Tawny Sue McClellan likes nothing better than hopping on her bicycle for a miles-long ride. She has been an avid cyclist for more than 30 years. So when knee pain and swelling forced her to stop riding, and even curtailed her daily activities, she knew it was time to search for a solution. That search led her to orthopedist Dan Farrell, MD, and an innovative new joint replacement procedure.
Dr. Farrell determined that Tawny was a good candidate for a knee replacement using the MAKO Robotic-Arm Assisted Surgery System. MAKO technology allows physicians to create a 3-D model of the patient’s knee and develop a personalized surgical plan based on its unique anatomy.

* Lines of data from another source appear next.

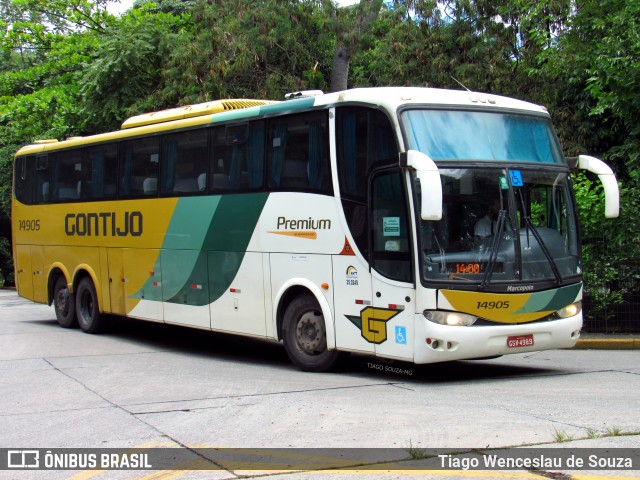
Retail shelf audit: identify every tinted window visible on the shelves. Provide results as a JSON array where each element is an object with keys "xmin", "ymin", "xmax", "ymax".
[
  {"xmin": 120, "ymin": 137, "xmax": 160, "ymax": 196},
  {"xmin": 209, "ymin": 121, "xmax": 265, "ymax": 192},
  {"xmin": 161, "ymin": 129, "xmax": 208, "ymax": 195},
  {"xmin": 336, "ymin": 107, "xmax": 398, "ymax": 203},
  {"xmin": 267, "ymin": 112, "xmax": 332, "ymax": 194},
  {"xmin": 81, "ymin": 143, "xmax": 118, "ymax": 200}
]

During the procedure, the surgeon guides the robotic arm based on the patient’s specific plan. The technology prevents the surgeon from leaving the pre-defined surgical space, resulting in unparalleled accuracy. The ground-breaking approach allows the surgeon to preserve the healthy bone and soft tissue while only removing the diseased bone. As a result of the personalized surgical plan and unmatched accuracy, the surgeon can position the implant based on the patient’s anatomy, providing a custom fit.
“This machine allows for the shaping of the bones to be extremely accurate based on the patient’s own anatomy,” says Dr. Farrell. “This then allows the surgeon to access bones with less exposure, as the instruments know where the boundaries are. It also allows the accurate balancing of the ligaments through a full range of motion.”
Tawny underwent the procedure on Jan. 29, 2018, the first patient in the area to benefit from the cutting-edge approach. Her surgery was followed by physical therapy to restore the knee’s strength and now, a year later, she is back on her bike and the trails.
“This starts an entirely new chapter in what we can offer our joint replacement patients,” says Dr. Farrell. “There’s nothing else like it, and we are able to restore mobility, function and even quality of life to patients like Tawny.”